Matrix multiplication is a highly parallelizable problem. Each element of the output matrix C can be computed independently. This means we can use multiple threads or goroutines to compute different parts of the matrix simultaneously, which can lead to significant performance improvements on multi-core processors.

How It Works

The basic idea is to divide the work of the outer loops among multiple threads. For example, we can assign each thread a range of rows from matrix A to process. Each thread will then compute the corresponding rows of the output matrix C.
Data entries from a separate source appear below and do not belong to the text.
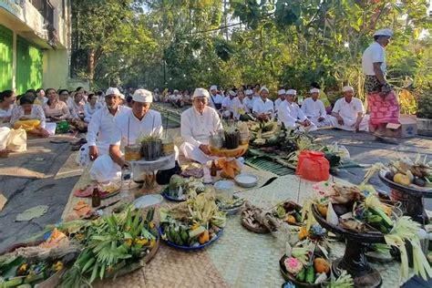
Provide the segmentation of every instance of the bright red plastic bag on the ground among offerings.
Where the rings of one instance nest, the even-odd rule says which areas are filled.
[[[323,152],[304,150],[300,152],[295,174],[305,180],[325,181],[330,176],[330,163]]]

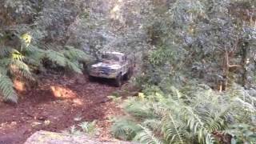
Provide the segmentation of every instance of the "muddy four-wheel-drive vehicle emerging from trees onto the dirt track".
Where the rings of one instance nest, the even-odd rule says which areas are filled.
[[[134,59],[120,52],[104,52],[100,60],[88,67],[90,79],[114,79],[115,86],[122,85],[122,79],[130,79],[134,70]]]

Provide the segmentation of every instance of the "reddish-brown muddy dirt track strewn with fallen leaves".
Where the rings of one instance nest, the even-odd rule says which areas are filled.
[[[84,75],[50,74],[41,79],[36,88],[21,92],[16,106],[0,102],[0,144],[22,144],[37,130],[61,132],[93,120],[102,130],[99,138],[110,138],[108,118],[122,112],[107,96],[119,88],[89,82]]]

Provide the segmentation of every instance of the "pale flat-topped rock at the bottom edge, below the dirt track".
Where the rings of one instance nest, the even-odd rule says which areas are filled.
[[[59,134],[49,131],[38,131],[30,136],[24,144],[132,144],[132,142],[100,142],[86,135]]]

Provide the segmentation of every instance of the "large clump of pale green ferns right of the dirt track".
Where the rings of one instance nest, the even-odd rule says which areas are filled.
[[[214,143],[218,142],[215,133],[242,140],[242,134],[231,129],[234,123],[255,126],[254,98],[244,95],[241,87],[226,93],[189,87],[172,87],[169,94],[151,89],[127,99],[122,105],[127,116],[114,121],[114,136],[142,143]],[[246,130],[243,134],[249,135],[243,142],[254,142],[255,130]]]

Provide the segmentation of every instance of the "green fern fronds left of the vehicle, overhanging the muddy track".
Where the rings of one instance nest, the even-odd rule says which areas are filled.
[[[66,70],[82,74],[82,64],[80,62],[86,62],[88,59],[88,56],[82,50],[77,50],[72,46],[66,46],[66,49],[58,51],[40,49],[30,44],[31,38],[28,33],[18,37],[20,42],[18,48],[3,45],[8,39],[4,36],[1,38],[0,90],[6,101],[18,101],[12,82],[14,78],[25,78],[34,81],[34,72],[44,70],[44,66],[49,64],[51,68],[62,66]]]

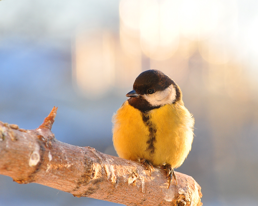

Golang Example (using Goroutines)

package main

import (
 "fmt"
 "sync"
)

func multiplyMatricesParallel(A, B [][]int) ([][]int, error) {
 if len(A) == 0 || len(B) == 0 || len(A[0]) != len(B) {
  return nil, fmt.Errorf(
  	"cannot multiply: columns of A (%d) != rows of B (%d)",
  	len(A[0]), len(B),
  )
 }

 n, m, p := len(A), len(B[0]), len(B)
 C := make([][]int, n)
 for i := range C {
  C[i] = make([]int, m)
 }

 var wg sync.WaitGroup
 wg.Add(n)

 for i := 0; i < n; i++ {
  go func(row int) {
  	defer wg.Done()
  	for j := 0; j < m; j++ {
  		for k := 0; k < p; k++ {
  			C[row][j] += A[row][k] * B[k][j]
  		}
  	}
  }(i)
 }

 wg.Wait()
 return C, nil
}

Rust Example (using Rayon)

To run this example, you'll need to add the rayon crate to your Cargo.toml:

[dependencies]
rayon = "1.5"

use rayon::prelude::*;

fn multiply_matrices_parallel(a: &Vec<Vec<i32>>, b: &Vec<Vec<i32>>) -> Vec<Vec<i32>> {
    let n = a.len();
    let m = b[0].len();
    let p = b.len();
    let mut c = vec![vec![0; m]; n];

    c.par_iter_mut().enumerate().for_each(|(i, row)| {
        for j in 0..m {
            for k in 0..p {
                row[j] += a[i][k] * b[k][j];
            }
        }
    });

    c
}

🤔 What's Next?

Now that we’ve covered the naive approach, Strassen’s algorithm, and basic parallelization, here are some directions you and I can explore to level up our matrix multiplication game:

1. Benchmarking & Performance Profiling

Try measuring how fast the naive vs Strassen vs parallel versions are.
In Rust, we can use the criterion crate for precise benchmarking.
In Go, we can use testing.B for benchmark tests.

2. GPU Acceleration

The current approach in the code runs on CPU, but if you compare that to production-level matrix multiplication like in NumPy, it’s far behind since those implementations use GPUs — which are perfect for this kind of problem. For now, I haven’t tried them yet, but my idea is we could explore using CUDA.
Rust → wgpu or cuda bindings.
Go → gorgonia or custom CUDA/OpenCL bindings.